The Role of Entropy in Karma

When we say “entropy” in Karma, we mean it in the information theory sense:

The amount of uncertainty — or surprise — in a system’s state.

For Karma, the system is everything we’re tracking in the normalized event stream: jobs, steps, suppliers, file arrivals, API responses. Each has patterns — some highly regular, others more chaotic.

Why Entropy Matters

Entropy tells you how predictable a process is:

  • Low entropy: A supplier always responds within 90 seconds, a daily job always starts on time.
  • High entropy: Job start times drift, responses vary wildly, steps go missing.

Karma’s goal:

  • Measure predictability.
  • Model expected behavior.
  • Act when entropy spikes in ways that matter.

Measuring Surprise

From an event stream in ClickHouse:

  1. Group by context (e.g., entity_id, step).
  2. Build a distribution of event timings or transitions.
  3. Apply Shannon’s entropy formula:
H(X) = - Σ p(x) log₂ p(x)

Where:

  • X = possible outcomes (latency buckets, next step choices, etc.).
  • p(x) = probability of each outcome from historical data.

A high H(X) means outcomes are spread out (unpredictable); low H(X) means outcomes are concentrated (predictable).

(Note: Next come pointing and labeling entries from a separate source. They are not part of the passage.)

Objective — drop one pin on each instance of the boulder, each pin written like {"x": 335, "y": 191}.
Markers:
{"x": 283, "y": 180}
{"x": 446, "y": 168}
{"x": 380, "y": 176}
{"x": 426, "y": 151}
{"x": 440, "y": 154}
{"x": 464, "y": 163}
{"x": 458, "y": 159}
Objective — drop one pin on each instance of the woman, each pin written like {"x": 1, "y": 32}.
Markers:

From Measurement to Action

Once we know the baseline entropy for each (entity, step):

  • Monitor for real-time deviations:
    • Latency entropy higher than normal → process slowing unpredictably.
    • Step transition entropy spikes → workflows becoming inconsistent.
  • Flag or act:
    • Publish entropy.deviation events.
    • Suggest corrective actions (notify_supplier, retry_step).
    • Feed into automation pipelines.

Entropy in the Karma Loop

Karma’s architecture already:

  • Normalizes events.
  • Stores them in ClickHouse for high-cardinality queries.
  • Feeds optional GraphDB for sequence/state relationships.
  • Routes actions as first-class events.

The entropy layer fits between analysis and action:

[ Events in ClickHouse ]
        │
   Entropy Calculation
        │
[ entropy.predicted / entropy.deviation ]
        │
    Actions Pipeline

Why This is Different

Most monitoring systems:

  • Alert on thresholds (CPU > 80%).
  • Require static rules.

Karma’s entropy approach:

  • Learns what “normal” looks like per entity/step.
  • Detects change even if the absolute numbers are “in range.”
  • Prioritizes by information content — the most surprising changes surface first.

What’s Next

  • MVP: Median/MAD-based expectations for latency + simple entropy measures.
  • Upgrade path: Model sequences and timings jointly for richer entropy signals.
  • Final goal: An autonomous layer that constantly minimizes system entropy — not by keeping everything rigid, but by keeping it predictably reliable.